Ouço uma música ao longe. Parece-me bela, mas não consigo distingui-la no meio de tanto ruído. Incisiva e ao mesmo tempo tranqüila, suave. Tento escutá-la. Vou ao encontro do som. Isolo-me e concentro-me.

Agora consigo distinguir seus acordes, sua harmonia. Estou escutando sua melodia e ela me sensibiliza, acerta-me o coração.

Algumas músicas, além da melodia, têm poesia, mensagem...

Quantas vezes, escutando a melodia de uma música, apenas ouvimos a voz de quem a canta, sem perceber a poesia. A voz parece ser mais um ruído interferindo no clima que a melodia cria.

Por outro lado, quando lemos a letra de uma música, sem sua melodia, não percebemos as nuances que nos levam a senti-la por inteiro.

Se nos concentrarmos, prestando atenção à letra e à melodia, a obra se completa, uma idéia inteira, com começo, meio e fim que nos enleva e nos faz pensar.

Às vezes a mesma música tem outro arranjo, uma interpretação única e exclusiva, levando-nos a conhecer os sentimentos do intérprete; são pequenas nuances que precisam ter toda a nossa atenção. Nessas ocasiões, cometemos um erro enorme, ao cantar junto, pois encobrimos a mensagem subliminar que vai direto ao coração.
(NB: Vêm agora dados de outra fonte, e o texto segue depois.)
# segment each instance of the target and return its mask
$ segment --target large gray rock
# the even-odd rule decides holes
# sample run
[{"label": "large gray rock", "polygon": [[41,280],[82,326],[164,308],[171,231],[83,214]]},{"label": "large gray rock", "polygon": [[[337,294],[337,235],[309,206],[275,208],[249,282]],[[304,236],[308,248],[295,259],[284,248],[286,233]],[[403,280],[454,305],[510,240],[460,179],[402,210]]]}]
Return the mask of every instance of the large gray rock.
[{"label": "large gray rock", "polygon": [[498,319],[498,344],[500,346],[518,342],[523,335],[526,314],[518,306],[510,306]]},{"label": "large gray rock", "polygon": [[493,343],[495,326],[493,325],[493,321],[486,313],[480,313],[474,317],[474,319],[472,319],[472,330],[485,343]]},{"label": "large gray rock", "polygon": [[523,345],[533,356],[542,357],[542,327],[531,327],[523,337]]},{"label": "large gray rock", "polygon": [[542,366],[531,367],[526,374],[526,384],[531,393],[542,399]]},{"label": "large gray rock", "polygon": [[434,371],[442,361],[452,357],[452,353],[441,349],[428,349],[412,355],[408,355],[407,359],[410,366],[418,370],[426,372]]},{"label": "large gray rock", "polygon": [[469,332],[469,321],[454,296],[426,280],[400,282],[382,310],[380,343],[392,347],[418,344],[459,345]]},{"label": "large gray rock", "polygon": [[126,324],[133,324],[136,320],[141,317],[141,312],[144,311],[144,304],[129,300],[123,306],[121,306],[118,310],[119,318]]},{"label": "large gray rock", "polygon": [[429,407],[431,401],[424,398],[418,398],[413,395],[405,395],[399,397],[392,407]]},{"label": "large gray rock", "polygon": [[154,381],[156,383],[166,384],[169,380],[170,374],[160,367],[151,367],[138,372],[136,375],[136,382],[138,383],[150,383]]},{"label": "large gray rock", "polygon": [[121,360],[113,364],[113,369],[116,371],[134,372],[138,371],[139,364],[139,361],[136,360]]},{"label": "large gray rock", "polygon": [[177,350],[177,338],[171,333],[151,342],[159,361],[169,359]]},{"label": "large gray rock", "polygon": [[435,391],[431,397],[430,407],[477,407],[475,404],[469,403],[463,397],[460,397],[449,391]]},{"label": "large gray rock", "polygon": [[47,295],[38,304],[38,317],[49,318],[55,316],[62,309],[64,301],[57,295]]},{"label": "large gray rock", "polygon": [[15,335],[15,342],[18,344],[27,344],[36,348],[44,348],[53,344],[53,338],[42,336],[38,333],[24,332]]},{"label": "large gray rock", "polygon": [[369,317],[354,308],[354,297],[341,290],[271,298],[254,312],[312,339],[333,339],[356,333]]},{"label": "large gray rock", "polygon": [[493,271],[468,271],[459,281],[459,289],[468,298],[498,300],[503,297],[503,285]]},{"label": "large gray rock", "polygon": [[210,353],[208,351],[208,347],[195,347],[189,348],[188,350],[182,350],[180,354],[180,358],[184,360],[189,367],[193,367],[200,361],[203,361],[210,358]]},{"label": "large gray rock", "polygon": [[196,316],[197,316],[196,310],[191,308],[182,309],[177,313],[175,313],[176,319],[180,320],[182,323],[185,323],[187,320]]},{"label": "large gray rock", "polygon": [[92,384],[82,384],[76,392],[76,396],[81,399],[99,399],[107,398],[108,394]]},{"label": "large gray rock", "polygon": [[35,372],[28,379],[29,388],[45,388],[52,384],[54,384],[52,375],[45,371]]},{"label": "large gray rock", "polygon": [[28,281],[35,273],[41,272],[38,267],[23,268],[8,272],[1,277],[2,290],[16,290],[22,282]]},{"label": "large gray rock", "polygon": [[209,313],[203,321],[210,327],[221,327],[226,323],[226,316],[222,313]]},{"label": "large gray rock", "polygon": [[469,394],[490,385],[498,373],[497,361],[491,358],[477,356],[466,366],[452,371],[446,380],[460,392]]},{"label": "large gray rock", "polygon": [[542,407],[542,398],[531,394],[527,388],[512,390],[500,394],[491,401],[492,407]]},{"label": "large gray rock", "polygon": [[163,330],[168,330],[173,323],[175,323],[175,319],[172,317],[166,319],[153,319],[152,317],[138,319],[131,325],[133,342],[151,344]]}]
Com todos os ruídos que encontramos numa cidade como a nossa, com milhões de informações a cada dia, com o pouco tempo que nos permitimos, está cada vez mais difícil escutar. A ansiedade toma conta de nós.

Enganos, equívocos, mensagens truncadas, nossas idéias com a urgência de serem levadas adiante... Enquanto outros falam, já nos preparamos para falar o que pensamos, às vezes sem perceber que partilhamos da mesma opinião; o outro, por sua vez, se repete e vira uma discussão de surdos.

Ouvimos, não escutamos. Não nos permitimos escutar. Não abrimos espaço e tempo para perceber a melodia das palavras, a expressão do interlocutor, seus verdadeiros sentimentos, suas intenções e muito menos suas idéias, porque estamos tomados pelo anseio de falar. Porque o espaço e o tempo são muito disputados.

Todos precisamos aprender a escutar e não só a ouvir. Ouvir é perceber ruídos, escutar é entender o conteúdo das idéias, as expressões do interlocutor, seus sentimentos, suas intenções.

A expressão das pessoas só acontecerá por inteiro, se os ruídos à volta forem neutralizados, se existir começo, meio e fim. Ultimamente as pessoas não conseguem completar suas idéias, as mensagens vêm truncadas, não sabemos nem escrever uma carta sem abreviações de palavras. Chegamos a ponto de, numa correspondência, engolir as letras da palavra mais importante de uma comunicação entre duas pessoas: a palavra “você” virou “vc”!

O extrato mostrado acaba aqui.